Abstract Objective: Indoleamine-2, 3-dioxygenase-1 (IDO1) catalyzes conversion of tryptophan to kynurenine (Kyn), which triggers signaling through GCN2, mTOR and AHR and affects differentiation and proliferation of T cells. Expression of IDO1 by tumor cells or host APCs can inhibit tumor-specific effector CD8+ T cells and enhance the immunosuppressing activity of regulatory T cells. Targeting the IDO pathway via inhibition of IDO1 or blocking its downstream signaling pathways is recognized as one of the prime immunomodulation approaches to unleash antitumor immunity in the tumor microenvironment. As reported, inhibition of IDO1 pathway may also synergize with inhibitory Abs of immune checkpoint proteins, PD-1 and CTLA-4, etc. We report herein TQBWX220, a potent small-molecule inhibitor of IDO. Method: Potency of TQBWX220 was determined by corresponding IDO1 biochemical and cell assays. Antitumor efficacy of TQBWX220 was evaluated in the syngeneic CT26 xenograft colon cancer model. CT26 cells were engrafted onto the back of BALB/c mice. BID oral administration of vehicle, positive control (INCB024360, 100 mg/kg) and TQBWX220 at different doses were performed. Tumor volumes and mouse body weight were measured at time points after the start of the treatments. Other assays were carried out by using standard methods.
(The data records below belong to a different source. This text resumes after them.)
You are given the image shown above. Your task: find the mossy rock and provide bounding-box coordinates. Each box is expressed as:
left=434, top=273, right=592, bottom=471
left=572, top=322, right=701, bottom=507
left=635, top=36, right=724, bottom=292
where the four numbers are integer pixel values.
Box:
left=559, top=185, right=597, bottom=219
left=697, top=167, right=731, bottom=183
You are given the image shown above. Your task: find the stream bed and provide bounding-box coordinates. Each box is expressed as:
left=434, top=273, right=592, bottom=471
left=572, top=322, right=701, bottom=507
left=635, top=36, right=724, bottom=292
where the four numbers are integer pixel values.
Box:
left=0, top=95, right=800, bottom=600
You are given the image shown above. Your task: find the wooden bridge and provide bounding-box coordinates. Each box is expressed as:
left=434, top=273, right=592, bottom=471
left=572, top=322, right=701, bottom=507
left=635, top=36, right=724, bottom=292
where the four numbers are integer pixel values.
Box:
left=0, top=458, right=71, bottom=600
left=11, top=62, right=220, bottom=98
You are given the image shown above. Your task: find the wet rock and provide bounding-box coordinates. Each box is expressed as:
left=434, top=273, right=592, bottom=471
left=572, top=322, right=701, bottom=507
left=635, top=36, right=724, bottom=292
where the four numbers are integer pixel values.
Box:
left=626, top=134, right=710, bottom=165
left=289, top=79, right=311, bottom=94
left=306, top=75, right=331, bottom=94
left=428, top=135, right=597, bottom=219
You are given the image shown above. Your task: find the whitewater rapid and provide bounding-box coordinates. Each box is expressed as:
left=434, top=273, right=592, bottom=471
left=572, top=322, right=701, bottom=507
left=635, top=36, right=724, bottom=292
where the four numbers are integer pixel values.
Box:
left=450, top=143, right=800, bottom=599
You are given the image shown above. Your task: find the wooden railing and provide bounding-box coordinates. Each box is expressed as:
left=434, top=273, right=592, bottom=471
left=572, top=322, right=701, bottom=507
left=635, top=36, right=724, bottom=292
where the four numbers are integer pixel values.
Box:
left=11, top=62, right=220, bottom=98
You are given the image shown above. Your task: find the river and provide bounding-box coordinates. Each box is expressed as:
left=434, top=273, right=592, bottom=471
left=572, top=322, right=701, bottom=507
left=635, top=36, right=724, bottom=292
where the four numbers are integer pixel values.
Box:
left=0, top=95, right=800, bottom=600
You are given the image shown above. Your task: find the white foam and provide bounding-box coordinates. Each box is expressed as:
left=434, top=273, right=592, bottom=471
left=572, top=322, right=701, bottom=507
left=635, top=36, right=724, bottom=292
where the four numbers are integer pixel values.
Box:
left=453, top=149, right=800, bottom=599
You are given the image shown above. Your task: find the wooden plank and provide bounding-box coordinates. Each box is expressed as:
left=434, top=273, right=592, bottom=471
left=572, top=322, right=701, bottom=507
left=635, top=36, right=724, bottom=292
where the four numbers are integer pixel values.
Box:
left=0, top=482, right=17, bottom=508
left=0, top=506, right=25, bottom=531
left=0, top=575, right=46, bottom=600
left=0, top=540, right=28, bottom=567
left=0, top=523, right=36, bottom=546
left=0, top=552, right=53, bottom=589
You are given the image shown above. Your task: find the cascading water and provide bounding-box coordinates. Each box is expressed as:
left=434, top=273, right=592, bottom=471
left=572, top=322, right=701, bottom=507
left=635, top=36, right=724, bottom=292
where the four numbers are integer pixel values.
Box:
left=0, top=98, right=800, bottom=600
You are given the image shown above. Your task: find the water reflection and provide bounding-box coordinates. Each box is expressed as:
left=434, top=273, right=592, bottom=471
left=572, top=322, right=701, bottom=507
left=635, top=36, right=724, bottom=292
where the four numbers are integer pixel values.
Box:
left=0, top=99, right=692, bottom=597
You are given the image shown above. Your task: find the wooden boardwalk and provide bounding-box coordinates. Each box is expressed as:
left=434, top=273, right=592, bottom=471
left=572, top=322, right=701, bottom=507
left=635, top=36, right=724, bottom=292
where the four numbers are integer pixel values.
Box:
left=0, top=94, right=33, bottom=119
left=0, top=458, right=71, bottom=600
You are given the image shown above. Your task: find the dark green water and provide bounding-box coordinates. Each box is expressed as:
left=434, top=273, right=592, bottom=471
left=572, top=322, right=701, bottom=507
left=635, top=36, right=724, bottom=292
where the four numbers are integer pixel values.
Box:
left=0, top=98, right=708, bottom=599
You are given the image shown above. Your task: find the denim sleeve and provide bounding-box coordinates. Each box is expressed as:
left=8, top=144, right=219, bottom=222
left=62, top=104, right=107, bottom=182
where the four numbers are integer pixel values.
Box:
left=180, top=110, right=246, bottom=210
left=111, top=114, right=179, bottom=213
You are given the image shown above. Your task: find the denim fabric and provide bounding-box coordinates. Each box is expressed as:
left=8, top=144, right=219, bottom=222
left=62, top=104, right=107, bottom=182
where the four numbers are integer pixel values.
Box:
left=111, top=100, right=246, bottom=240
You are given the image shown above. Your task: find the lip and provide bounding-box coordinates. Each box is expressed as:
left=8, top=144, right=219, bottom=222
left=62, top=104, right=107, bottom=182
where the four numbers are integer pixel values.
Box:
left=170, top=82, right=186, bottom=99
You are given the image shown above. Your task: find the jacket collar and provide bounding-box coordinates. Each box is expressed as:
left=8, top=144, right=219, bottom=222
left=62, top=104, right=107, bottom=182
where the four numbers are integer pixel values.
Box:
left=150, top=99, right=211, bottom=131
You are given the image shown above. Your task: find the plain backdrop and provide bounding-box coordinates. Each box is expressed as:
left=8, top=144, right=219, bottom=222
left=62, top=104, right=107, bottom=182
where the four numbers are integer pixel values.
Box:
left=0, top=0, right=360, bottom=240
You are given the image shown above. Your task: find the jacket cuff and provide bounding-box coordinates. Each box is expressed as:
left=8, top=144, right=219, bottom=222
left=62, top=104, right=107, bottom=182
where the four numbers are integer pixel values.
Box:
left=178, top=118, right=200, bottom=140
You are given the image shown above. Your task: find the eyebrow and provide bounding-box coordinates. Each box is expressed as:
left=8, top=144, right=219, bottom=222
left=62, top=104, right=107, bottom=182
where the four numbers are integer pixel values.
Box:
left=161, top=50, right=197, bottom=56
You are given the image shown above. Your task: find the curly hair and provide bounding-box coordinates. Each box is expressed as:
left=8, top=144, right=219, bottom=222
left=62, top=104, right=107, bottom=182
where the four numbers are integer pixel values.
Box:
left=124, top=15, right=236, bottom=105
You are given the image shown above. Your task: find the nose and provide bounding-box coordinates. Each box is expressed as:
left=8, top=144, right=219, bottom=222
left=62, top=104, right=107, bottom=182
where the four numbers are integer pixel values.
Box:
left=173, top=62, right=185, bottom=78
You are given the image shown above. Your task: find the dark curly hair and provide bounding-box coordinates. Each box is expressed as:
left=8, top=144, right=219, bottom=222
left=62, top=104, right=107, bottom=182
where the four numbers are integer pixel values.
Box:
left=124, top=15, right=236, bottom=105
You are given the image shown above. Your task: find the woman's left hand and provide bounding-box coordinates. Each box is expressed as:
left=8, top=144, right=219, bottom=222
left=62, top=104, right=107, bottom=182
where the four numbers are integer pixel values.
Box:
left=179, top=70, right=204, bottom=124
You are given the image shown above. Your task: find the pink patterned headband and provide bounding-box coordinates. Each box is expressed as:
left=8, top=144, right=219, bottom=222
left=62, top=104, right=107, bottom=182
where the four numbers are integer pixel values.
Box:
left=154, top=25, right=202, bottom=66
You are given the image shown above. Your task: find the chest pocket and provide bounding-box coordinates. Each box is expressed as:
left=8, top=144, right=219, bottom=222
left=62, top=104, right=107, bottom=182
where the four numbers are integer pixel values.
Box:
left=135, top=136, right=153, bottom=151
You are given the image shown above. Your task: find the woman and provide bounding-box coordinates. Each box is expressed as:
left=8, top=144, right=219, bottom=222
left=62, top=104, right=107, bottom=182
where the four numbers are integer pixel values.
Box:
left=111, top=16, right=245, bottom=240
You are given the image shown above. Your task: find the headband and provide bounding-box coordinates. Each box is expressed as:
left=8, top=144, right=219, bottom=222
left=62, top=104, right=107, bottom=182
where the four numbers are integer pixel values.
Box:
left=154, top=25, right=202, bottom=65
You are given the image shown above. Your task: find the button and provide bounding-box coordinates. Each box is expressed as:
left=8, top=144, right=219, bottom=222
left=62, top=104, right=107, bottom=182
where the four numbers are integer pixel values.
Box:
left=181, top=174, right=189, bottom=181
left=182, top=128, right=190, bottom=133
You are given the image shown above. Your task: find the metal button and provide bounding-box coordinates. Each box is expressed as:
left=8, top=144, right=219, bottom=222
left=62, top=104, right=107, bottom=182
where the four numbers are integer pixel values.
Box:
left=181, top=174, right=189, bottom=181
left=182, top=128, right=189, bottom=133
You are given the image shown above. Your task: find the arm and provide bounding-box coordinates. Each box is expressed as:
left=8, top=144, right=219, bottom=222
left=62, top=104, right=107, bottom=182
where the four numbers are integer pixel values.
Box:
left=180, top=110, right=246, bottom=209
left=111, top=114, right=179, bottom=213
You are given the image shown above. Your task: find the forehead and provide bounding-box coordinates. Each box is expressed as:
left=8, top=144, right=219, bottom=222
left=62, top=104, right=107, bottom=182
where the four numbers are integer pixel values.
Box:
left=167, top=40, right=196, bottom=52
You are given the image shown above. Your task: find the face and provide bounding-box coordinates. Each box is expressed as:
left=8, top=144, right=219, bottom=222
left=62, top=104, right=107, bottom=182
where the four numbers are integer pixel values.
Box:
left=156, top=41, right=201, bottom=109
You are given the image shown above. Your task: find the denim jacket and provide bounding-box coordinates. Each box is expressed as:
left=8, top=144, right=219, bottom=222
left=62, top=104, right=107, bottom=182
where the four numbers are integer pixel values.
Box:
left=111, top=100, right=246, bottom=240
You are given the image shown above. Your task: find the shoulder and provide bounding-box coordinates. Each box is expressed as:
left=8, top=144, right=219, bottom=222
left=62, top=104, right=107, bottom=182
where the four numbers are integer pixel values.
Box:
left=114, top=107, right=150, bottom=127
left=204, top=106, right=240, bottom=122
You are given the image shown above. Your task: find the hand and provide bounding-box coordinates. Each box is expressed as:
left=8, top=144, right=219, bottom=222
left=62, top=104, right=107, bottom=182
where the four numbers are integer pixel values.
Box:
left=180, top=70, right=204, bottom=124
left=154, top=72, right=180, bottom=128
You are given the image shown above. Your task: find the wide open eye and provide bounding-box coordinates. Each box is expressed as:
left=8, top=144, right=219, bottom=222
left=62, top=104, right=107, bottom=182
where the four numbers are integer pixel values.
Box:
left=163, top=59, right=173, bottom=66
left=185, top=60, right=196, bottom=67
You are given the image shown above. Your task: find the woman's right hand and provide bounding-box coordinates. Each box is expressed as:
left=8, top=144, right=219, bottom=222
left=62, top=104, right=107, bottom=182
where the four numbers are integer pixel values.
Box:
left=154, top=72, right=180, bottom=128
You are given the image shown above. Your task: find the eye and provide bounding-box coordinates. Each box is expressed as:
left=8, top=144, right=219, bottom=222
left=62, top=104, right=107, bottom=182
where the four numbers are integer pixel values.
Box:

Result: TQBWX220 displayed good IDO1 enzymatic (IDO1 IC50=22 nM) and cellular (Hela EC50=117 nM) potency. It has excellent solubility (>500uM pH7.4) and low inhibition on CYPs and hERG. TQBWX220 significantly inhibited tumor growth at tested doses (60% TGI at 50 mpk/PO BID and 73% TGI at 100 mpk /PO BID) (P<0.05) in the CT-26 syngeneic model. As a result of IDO1 inhibition, reduction of Kyn level in the tumor was also observed. Conclusion: The promising preclinical antitumor results and its favorable DMPK properties indicate that TQBWX220 has high potential in the clinic as a cancer immunotherapy in combination with checkpoint inhibitors such as anti-PD1 antibodies. Citation Format: Shilan Liu, Guibai Liang, Dahai Wang, Shuhui Chen, wenyuan Qian, Chi-Chung Chan, Xiquan Zhang, Lin Yang, Xin Tian, Yong Gao, Tiantian Dong, Mei Liu, Lihua He. Preclinical evaluation of TQBWX220, a small-molecule inhibitor of IDO1 [abstract]. In: Proceedings of the American Association for Cancer Research Annual Meeting 2018; 2018 Apr 14-18; Chicago, IL. Philadelphia (PA): AACR; Cancer Res 2018;78(13 Suppl):Abstract nr 192.